宇宙09/07無料
NASA Roman Space TelescopeがFalcon Heavyで打ち上げへ 大規模ダークエネルギー観測時代の商用化サイクル本格化を示唆
NASAとSpaceXは2026年8月28日の打ち上げ準備審査(Launch Readiness Review)を通過させ、次世代宇宙望遠鏡Nancy Grace Roman Space Telescope(以下Roman)を8月30日午前7時26分(米東部夏時間)にFlorida州Kennedy Space Center Launch Complex 39AからFalcon Heavyロケットで打ち上げる計画を確定した。打ち上げ時の気象条件は好天確率60%と評価されている。
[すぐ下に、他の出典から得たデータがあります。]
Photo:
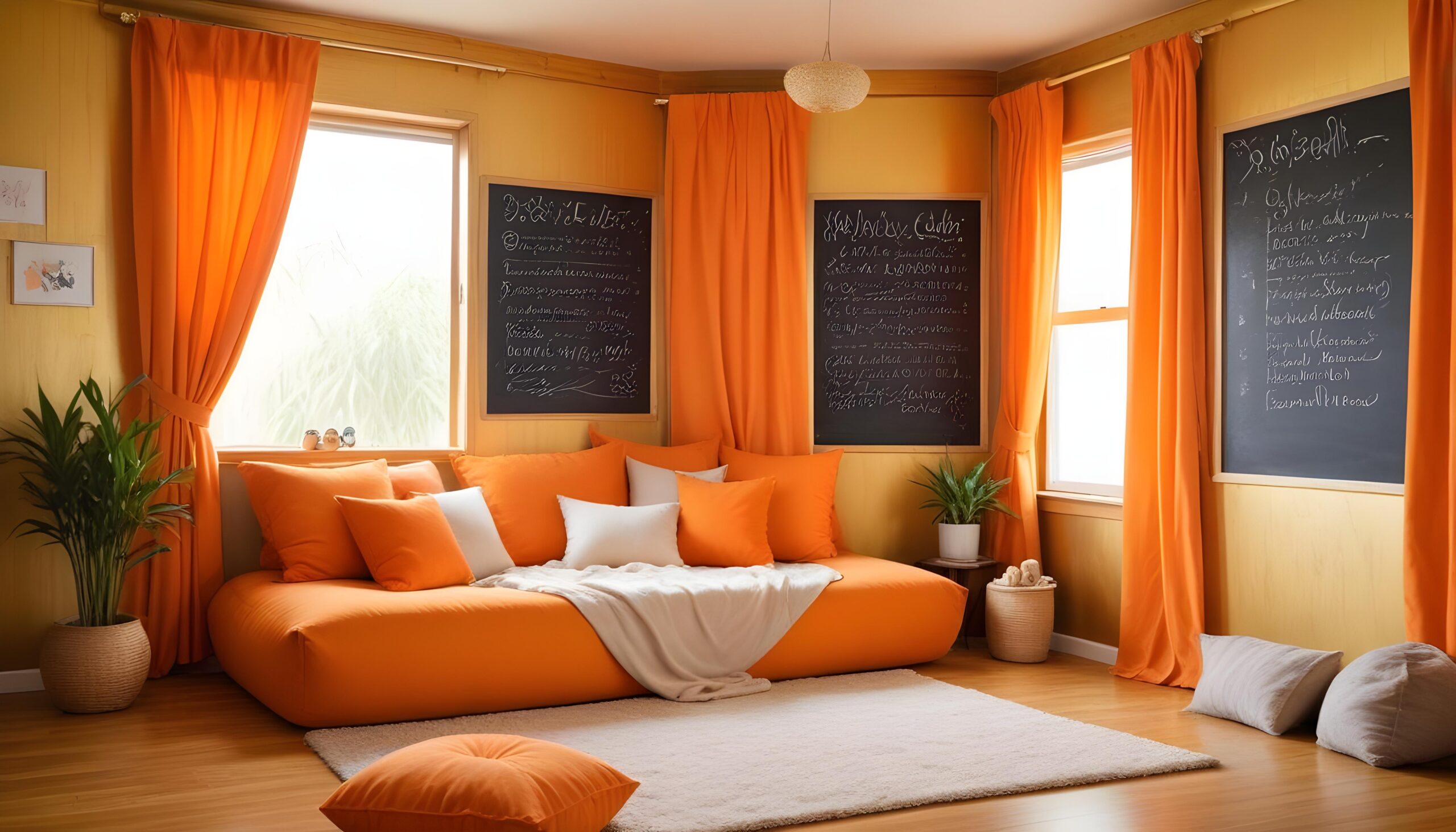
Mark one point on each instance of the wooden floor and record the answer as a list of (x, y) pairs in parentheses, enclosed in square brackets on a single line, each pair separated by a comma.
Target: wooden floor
[(198, 754)]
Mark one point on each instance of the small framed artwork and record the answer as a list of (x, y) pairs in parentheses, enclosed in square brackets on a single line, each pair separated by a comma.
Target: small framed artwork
[(53, 274), (22, 196)]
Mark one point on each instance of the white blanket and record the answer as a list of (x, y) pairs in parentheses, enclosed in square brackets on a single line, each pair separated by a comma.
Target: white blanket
[(683, 633)]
Romanは広視野赤外線カメラと日冕コロナグラフを備え、ダークエネルギー・ダークマター、太陽系外惑星、銀河系構造、ブラックホール活動といった宇宙論と天体物理学の中核領域を対象に長期的な広域サーベイを実施する設計で、Hubble宇宙望遠鏡と同等の空間分解能を持ちながら視野角では約100倍広い観測能力を提供するとされる。NASAが商用打ち上げロケットとしてFalconシリーズを用いる主要ミッションとしては6例目に位置づけられ、政府主導の科学ミッションと商用宇宙輸送を組み合わせる調達モデルが成熟段階に入りつつあることを示す事例として注視される可能性がある。